Monday, June 29, 2009

The Writing Week (Vol. 2) part 78 - Make (and Meet) Deadlines

Even though I'm not a "professional" writer yet - though I did get to deposit the first check I've received for my writing since a competition in high school this week - I treat my writing as though it is a job. As with any job, there are deadlines that I have to meet. Only, in this case, most of the deadlines are made by me.

Treating your writing, from the outline you've just started to the re-write of draft number five, as a project that you're getting paid for (even if you're not) can actually be a great motivator. I've found that since I adopted the "every script is a job" mentality, I've become more focused in my writing, sharper and more professional. The writing is of a higher caliber, from a more experienced writer. All too often, I fell, when there isn't a concrete drive to deliver a high quality product, quality can inadvertently fall by the wayside. That's not to say that I want to write an inferior script, but by treating the work as something that someone is waiting for and expecting a high quality result from, it helps me focus on delivering.

Deadlines are, so far, mostly up to me still. The producer and manager I'm working with on the post-Apocalyptic spec are pretty loose on when they want the rewrite done by; we're hoping to go out in September. That said, if I claim to be able to get a new intro to them by the end of the weekend (which I did last week), then I'll be damned if I don't do that. Even though the deadline didn't come from them, it's been planted. And at this stage in my "career," the last thing I want to do is come off as someone who makes claims and never follows through. As a young writer with no production history, it's crucial that I deliver on time.
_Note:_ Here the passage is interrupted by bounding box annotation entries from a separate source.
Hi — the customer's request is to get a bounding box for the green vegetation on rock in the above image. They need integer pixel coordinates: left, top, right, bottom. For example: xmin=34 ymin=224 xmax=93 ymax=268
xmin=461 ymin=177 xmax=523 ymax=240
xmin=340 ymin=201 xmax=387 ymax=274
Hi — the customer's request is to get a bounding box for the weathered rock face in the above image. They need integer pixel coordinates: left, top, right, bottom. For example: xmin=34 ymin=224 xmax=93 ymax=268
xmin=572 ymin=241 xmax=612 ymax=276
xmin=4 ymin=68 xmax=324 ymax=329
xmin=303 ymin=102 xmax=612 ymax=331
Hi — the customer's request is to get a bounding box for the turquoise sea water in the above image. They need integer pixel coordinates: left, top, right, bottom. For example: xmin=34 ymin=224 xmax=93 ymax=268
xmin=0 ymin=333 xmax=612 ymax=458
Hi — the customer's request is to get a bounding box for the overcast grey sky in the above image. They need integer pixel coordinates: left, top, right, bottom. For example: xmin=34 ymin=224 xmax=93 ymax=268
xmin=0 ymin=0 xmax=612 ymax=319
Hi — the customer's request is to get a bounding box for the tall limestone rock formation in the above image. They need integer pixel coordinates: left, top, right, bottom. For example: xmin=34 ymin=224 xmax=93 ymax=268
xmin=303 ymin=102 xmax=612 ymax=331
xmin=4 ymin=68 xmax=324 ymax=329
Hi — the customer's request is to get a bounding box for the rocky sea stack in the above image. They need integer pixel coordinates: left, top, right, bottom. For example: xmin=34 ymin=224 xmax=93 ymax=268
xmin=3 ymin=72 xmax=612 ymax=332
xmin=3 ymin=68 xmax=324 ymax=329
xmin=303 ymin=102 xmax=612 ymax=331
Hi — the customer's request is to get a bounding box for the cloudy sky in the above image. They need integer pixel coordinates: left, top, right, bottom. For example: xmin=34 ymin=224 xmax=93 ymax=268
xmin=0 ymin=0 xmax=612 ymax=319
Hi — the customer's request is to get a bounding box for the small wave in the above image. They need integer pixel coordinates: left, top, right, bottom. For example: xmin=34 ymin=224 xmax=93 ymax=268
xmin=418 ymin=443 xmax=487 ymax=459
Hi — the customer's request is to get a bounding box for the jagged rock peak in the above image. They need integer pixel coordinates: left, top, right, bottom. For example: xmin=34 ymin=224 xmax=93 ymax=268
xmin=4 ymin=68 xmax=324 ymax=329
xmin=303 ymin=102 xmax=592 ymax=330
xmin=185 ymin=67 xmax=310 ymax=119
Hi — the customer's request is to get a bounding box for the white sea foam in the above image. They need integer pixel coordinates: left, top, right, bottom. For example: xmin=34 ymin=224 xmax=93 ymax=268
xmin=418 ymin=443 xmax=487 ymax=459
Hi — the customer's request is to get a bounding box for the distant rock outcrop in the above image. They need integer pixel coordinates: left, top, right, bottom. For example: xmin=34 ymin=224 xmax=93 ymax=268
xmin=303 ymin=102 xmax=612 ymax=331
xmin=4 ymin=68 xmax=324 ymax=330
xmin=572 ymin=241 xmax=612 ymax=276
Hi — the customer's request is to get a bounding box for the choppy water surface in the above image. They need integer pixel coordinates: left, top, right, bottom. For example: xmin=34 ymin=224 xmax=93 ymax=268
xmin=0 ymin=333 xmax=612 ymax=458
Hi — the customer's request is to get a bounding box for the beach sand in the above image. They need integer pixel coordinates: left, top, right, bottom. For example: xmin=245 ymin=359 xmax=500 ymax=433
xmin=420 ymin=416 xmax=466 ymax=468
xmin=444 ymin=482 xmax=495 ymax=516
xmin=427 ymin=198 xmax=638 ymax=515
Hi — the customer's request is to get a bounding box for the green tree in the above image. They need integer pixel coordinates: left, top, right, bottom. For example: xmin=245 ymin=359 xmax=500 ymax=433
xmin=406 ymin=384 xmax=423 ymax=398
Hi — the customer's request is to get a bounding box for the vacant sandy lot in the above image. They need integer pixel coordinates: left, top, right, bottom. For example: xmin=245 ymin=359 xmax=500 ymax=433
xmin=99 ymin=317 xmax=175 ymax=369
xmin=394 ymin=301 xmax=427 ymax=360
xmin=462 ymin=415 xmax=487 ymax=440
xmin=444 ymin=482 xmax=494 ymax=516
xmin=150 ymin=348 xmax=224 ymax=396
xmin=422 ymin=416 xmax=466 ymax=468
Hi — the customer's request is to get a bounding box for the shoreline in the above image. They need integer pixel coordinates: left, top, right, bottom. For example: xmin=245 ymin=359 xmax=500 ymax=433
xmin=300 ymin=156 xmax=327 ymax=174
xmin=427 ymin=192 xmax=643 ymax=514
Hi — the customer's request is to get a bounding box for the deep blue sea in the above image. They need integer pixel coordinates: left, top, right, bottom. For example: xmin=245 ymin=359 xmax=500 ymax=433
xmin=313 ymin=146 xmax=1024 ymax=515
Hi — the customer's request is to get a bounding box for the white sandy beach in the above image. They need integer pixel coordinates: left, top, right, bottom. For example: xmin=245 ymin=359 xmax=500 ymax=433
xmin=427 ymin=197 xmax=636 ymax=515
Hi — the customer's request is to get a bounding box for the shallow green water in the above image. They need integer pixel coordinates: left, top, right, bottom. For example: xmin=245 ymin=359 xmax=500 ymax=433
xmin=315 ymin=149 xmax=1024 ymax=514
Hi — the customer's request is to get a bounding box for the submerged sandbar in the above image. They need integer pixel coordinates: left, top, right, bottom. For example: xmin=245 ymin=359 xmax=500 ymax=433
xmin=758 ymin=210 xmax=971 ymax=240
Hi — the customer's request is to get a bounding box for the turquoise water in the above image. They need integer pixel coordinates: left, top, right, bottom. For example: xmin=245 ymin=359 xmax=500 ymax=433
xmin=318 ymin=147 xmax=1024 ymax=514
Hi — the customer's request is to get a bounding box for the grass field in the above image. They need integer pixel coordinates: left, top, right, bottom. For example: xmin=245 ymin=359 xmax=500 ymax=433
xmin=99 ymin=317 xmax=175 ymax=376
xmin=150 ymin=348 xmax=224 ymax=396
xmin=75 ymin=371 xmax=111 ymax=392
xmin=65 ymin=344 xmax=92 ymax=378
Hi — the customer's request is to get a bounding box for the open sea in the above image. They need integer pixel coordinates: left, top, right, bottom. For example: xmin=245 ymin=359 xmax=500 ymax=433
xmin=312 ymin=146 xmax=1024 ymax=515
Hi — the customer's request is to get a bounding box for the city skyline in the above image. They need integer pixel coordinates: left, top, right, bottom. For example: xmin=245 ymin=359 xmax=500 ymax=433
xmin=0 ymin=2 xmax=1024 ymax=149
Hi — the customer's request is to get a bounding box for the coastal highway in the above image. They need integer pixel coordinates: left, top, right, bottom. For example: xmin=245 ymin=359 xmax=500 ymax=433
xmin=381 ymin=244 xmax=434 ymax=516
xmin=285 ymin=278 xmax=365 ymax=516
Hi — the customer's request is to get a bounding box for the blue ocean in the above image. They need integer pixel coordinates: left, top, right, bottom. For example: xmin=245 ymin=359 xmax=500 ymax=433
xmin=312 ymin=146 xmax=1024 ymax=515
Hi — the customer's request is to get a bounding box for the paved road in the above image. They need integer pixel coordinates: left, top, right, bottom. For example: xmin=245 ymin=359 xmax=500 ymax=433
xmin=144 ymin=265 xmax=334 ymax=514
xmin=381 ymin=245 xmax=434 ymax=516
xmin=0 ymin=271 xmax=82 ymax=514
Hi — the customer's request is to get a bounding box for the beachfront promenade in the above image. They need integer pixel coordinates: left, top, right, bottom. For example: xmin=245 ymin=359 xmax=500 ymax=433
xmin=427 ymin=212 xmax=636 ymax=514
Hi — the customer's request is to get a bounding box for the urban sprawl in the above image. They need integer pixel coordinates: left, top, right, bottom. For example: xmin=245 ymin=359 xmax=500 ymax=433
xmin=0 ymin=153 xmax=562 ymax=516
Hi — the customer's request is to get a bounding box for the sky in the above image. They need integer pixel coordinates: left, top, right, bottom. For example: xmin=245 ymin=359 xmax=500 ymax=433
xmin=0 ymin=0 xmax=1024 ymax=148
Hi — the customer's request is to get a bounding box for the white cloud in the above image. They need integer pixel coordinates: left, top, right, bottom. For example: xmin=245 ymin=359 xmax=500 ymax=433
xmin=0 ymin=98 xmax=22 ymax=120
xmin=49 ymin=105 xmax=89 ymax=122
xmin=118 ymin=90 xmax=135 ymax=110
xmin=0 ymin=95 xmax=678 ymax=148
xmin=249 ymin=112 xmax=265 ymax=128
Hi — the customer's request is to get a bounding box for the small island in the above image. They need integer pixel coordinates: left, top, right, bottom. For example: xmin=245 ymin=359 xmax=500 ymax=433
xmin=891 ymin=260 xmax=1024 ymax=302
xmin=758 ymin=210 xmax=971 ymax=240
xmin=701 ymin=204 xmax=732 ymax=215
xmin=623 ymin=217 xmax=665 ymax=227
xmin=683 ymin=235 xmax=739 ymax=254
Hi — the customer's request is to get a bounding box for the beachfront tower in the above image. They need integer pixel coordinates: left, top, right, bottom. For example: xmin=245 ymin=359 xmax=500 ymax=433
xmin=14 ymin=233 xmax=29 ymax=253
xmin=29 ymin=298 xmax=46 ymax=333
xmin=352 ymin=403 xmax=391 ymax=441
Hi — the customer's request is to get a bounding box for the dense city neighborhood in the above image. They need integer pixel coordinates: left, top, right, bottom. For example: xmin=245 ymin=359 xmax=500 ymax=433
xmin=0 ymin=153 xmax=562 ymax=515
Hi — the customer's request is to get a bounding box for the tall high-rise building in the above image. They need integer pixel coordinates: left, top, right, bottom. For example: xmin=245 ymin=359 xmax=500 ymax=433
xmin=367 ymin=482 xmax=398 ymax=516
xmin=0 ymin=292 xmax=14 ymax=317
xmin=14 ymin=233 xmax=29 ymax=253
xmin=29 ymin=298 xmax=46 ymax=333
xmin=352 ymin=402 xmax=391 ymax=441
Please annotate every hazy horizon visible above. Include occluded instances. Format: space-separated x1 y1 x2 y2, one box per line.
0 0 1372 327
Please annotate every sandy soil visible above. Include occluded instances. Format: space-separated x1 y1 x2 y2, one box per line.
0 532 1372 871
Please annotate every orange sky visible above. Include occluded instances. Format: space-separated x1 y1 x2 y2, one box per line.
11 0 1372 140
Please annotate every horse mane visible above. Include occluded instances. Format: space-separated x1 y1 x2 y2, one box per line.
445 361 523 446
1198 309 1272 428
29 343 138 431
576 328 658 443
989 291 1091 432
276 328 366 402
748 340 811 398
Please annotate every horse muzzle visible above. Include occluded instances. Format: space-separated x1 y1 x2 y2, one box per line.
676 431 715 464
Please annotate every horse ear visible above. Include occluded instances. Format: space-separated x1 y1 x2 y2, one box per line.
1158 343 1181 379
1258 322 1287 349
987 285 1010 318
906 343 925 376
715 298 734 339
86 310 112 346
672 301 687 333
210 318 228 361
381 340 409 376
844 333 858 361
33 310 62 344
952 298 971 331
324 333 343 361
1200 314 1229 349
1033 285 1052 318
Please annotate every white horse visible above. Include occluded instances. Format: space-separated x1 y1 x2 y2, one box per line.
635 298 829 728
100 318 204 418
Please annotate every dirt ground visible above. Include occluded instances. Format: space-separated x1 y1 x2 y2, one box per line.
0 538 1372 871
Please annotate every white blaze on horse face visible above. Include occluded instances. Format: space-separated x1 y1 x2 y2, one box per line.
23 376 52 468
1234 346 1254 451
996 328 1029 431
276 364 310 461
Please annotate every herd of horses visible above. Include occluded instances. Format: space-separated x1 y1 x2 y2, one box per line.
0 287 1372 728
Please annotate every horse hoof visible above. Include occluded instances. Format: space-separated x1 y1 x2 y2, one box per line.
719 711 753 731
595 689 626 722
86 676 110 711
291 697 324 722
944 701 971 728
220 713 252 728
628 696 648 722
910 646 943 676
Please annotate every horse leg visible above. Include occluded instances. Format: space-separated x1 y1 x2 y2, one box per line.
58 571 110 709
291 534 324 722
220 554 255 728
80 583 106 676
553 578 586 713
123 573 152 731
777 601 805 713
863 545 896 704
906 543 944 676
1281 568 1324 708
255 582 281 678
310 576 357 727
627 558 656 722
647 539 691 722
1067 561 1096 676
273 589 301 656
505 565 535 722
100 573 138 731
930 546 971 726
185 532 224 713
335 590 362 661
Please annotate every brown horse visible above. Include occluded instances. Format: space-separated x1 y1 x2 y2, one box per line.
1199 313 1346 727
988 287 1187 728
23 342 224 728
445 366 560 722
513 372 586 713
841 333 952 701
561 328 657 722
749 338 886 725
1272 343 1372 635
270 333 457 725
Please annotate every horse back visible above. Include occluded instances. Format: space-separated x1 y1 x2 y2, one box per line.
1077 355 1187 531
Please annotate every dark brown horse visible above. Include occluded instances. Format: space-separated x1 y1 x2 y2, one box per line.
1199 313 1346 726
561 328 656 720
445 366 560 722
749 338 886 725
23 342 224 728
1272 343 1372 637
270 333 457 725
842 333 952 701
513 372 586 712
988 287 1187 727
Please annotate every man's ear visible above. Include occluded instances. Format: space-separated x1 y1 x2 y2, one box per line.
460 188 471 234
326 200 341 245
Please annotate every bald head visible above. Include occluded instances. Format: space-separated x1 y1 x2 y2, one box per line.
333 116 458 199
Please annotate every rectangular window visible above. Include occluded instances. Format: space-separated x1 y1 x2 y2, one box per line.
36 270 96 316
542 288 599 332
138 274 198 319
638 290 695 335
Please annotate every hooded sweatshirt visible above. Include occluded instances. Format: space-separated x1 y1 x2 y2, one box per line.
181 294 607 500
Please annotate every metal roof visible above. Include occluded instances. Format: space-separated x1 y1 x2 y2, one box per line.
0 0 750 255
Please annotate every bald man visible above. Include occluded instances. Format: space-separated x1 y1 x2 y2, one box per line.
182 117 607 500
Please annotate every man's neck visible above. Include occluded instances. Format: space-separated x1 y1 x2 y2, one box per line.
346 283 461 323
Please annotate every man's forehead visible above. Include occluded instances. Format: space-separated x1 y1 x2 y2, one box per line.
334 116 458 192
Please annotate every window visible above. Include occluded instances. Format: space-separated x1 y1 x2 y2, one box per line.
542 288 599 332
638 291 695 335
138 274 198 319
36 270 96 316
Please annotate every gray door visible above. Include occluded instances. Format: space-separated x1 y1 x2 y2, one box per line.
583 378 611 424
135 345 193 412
If you don't work with self-imposed or other deadlines, consider giving it a try. The key is to acknowledge that no deadline can be broken. Hopefully, not only will the crunch keep you writing, but it will help you deliver high quality pages, since you know you might not have time to go back and rework them as much. It's an exercise that might help. And, down the road, when you are writing for that major studio, it'll be practice that paid off.